THE COMING PLAGUE by Laurie Garrett

A review of THE COMING PLAGUE: NEWLY EMERGING DISEASES IN A WORLD OUT OF BALANCE by Laurie Garrett, published in 1994. CHAPTER 16: NATURE AND HOMO SAPIENS

The microbes were winning
That humanity had grossly underestimated the microbes was no longer, as the world approached the 21st century, a matter of doubt. The microbes were winning. Arguments among scientists focused on the whys, hows, and whens of an acknowledged threat.

Something had to give
The extraordinary, rapid growth of the Homo sapiens population, coupled with its voracious appetite for planetary dominance and resource consumption, had put every measurable biological and chemical system on earth in a state of imbalance. With nearly 6 billion human beings already crowded onto a planet in 1994 that had been occupied by fewer than 1.5 billion a century earlier, something had to give. That “something” was Nature – all observable biological systems other than Homo sapiens and their domesticated fellow animals. The bulk of human population growth would be in the poorest nations on earth. By the 1990s it was already obvious that the countries that were experiencing the most radical population growths were those confronting the most rapid environmental degradations and worst scales of human suffering.

The pace of the loss was staggering
At Harvard University, Dr. E. O. Wilson was one of the leaders of a worldwide effort to catalog the world’s species and protect as much of the planet’s diversity as possible, estimating that there were 1.4 million known species of terrestrial flora, fauna, and microorganisms on earth in 1992, and perhaps 98.6 million yet to be identified, most of which were living in the world’s rain forests. There the plentiful supply of rain, tropical sunlight, and nutrient-rich soil bred such striking diversity that Wilson found 43 different species of ants living on a single tree in the Amazon. The pace of the loss was staggering – on the order, by UN estimates, of 4.75 million acres annually.

Lyme disease
When ecospheres are severely stressed, certain species of flaura and forna that are best suited to adapt to the changed conditions quickly dominate. Both deforestation and deforestation can give rise to microbial emergence. Such was the case in 1975-76 in the Atlantic seaside town of Lyme, Connecticut where 51 residents came down with what looked like rheumatoid arthritis, dubbed Lyme disease. By 1990 it had surfaced in all 50 states and parts of Western Europe. Most Lyme sufferers lived in wooded areas that were inhabited by common North American feral animals: deer, squirrels, chipmunks, and the like.

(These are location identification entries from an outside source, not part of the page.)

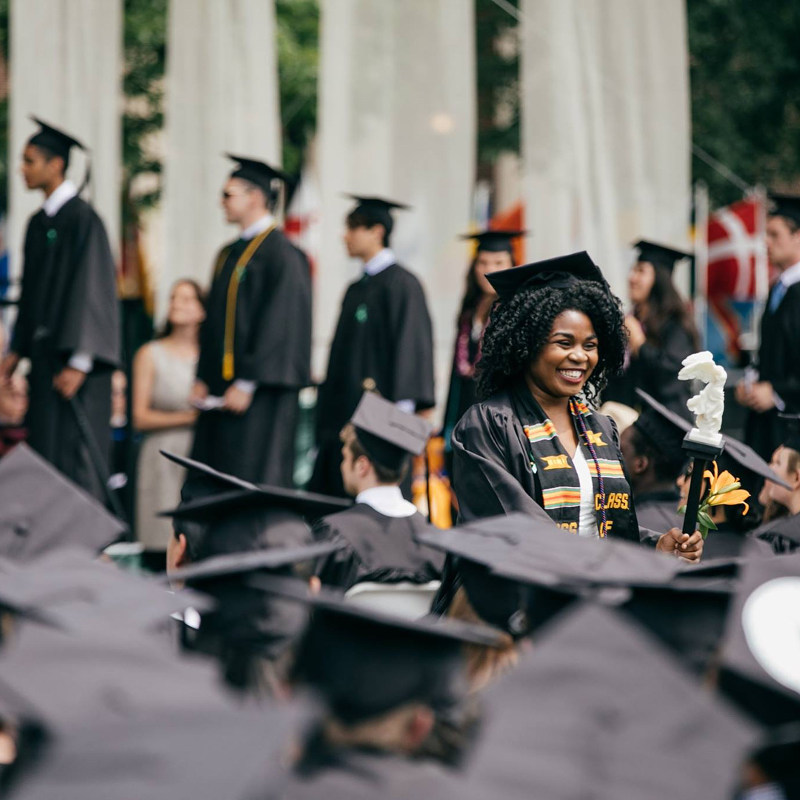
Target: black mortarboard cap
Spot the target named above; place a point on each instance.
(258, 173)
(68, 589)
(387, 433)
(599, 709)
(785, 205)
(43, 510)
(367, 662)
(253, 561)
(229, 751)
(760, 667)
(56, 141)
(102, 674)
(375, 211)
(663, 436)
(791, 437)
(659, 255)
(494, 241)
(741, 453)
(558, 272)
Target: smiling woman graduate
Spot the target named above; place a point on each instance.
(532, 443)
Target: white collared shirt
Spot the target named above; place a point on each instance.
(259, 226)
(387, 500)
(380, 261)
(64, 192)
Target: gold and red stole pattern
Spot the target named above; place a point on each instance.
(558, 480)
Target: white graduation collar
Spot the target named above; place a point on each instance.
(387, 500)
(61, 195)
(791, 275)
(380, 261)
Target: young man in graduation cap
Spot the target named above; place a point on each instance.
(383, 339)
(255, 343)
(68, 322)
(654, 458)
(384, 681)
(775, 386)
(378, 534)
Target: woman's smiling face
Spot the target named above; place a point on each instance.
(568, 358)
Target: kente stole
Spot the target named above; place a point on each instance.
(558, 480)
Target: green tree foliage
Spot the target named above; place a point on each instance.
(745, 78)
(298, 63)
(497, 65)
(145, 40)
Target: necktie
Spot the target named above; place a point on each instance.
(777, 295)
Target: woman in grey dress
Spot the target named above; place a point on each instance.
(163, 373)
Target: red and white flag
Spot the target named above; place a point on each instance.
(736, 252)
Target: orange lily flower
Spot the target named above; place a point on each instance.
(725, 490)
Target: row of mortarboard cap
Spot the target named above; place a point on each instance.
(589, 668)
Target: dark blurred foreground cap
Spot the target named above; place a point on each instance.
(558, 272)
(598, 709)
(388, 434)
(760, 667)
(659, 255)
(68, 589)
(42, 510)
(366, 663)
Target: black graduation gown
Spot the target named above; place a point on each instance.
(783, 534)
(462, 391)
(384, 334)
(376, 548)
(777, 363)
(658, 511)
(272, 347)
(655, 370)
(69, 305)
(492, 466)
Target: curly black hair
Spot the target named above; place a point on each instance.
(518, 329)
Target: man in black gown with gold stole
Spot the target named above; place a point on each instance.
(68, 323)
(775, 387)
(255, 343)
(383, 339)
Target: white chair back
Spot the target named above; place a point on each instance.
(409, 600)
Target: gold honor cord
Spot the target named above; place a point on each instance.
(233, 294)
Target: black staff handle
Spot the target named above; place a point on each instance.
(693, 501)
(701, 453)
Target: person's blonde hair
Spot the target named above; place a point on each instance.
(483, 664)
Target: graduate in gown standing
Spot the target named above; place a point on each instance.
(775, 386)
(383, 339)
(255, 343)
(68, 323)
(661, 332)
(378, 534)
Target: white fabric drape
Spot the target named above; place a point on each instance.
(221, 97)
(66, 68)
(397, 119)
(605, 127)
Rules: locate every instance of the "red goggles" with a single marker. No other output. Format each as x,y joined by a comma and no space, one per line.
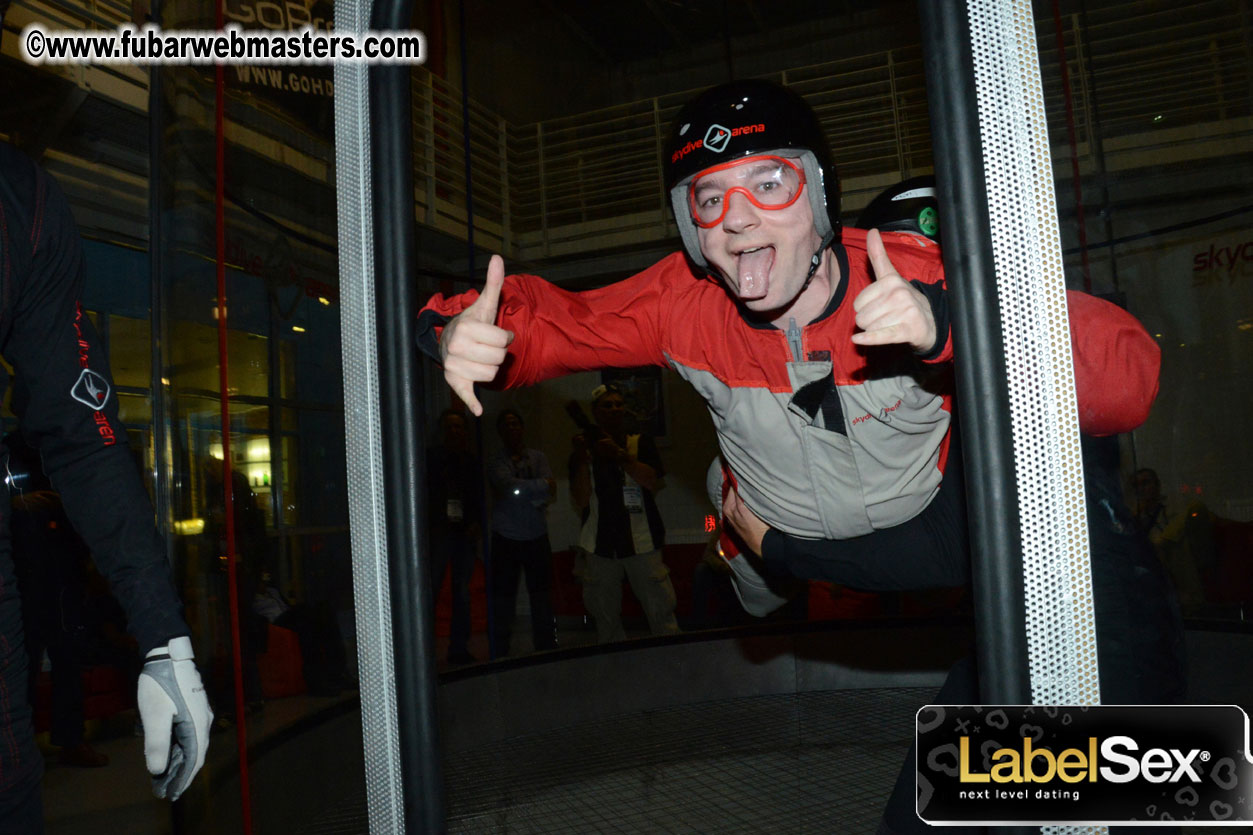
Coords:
768,182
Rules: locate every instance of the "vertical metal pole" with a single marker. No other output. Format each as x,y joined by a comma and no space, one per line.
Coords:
429,148
981,372
896,115
157,314
539,153
506,238
663,217
465,142
400,378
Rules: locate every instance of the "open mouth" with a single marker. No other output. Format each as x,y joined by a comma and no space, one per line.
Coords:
753,271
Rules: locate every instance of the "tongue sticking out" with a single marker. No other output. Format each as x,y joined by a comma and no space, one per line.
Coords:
754,272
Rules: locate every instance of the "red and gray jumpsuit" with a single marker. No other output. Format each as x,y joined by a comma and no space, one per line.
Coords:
827,440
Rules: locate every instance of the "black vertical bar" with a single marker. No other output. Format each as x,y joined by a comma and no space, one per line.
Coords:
400,378
982,390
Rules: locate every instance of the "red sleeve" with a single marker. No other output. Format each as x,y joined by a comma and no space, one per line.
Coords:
558,331
917,260
1117,365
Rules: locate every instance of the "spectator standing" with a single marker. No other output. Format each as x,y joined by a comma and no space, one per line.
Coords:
523,487
613,479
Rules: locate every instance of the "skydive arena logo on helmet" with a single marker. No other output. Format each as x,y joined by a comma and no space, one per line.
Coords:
717,138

The bacteria were transmitted to people by a tick
In 1982, Dr. Allen Steere discovered that Lyme patients were infected with a previously little-studied spirochete bacterium, Borrelia burgdorferi, showing that many of the dreadful symptoms of the disease were the result of the immune system’s protracted battles with the microbe. The Borrelia bacteria were transmitted to people by a tick, Ixodes dammini. While the tick was happy to feed on Homo sapiens, its preferred lunch was deer blood but getting rid of the deer in a region didn’t eliminate Lyme disease.

Deer, dogs, humans, rodents, and birds carried the insects
The ubiquitous northeastern mouse Peromyscus leucopus was the natural reservoir for the B. burgdorferi bacterium that caused Lyme disease. The mice passed their B. burgdorferi on to the ticks. The two species, rodent and insect, shared the ecology of low scrub brush where the deer grazed, picking up the ticks, which, while feeding on deer blood, passed on the bacteria. Because there were no predators around to keep the deer populations in check, they stepped into suburban front yards where they came in contact with cats and dogs. The territory inhabited by the tick expanded at a steady and rapid rate as deer, pet dogs, humans, rodents, and even some birds carried the insects from the initial outbreak sites. Their invasion, and the epidemic they spawned were new.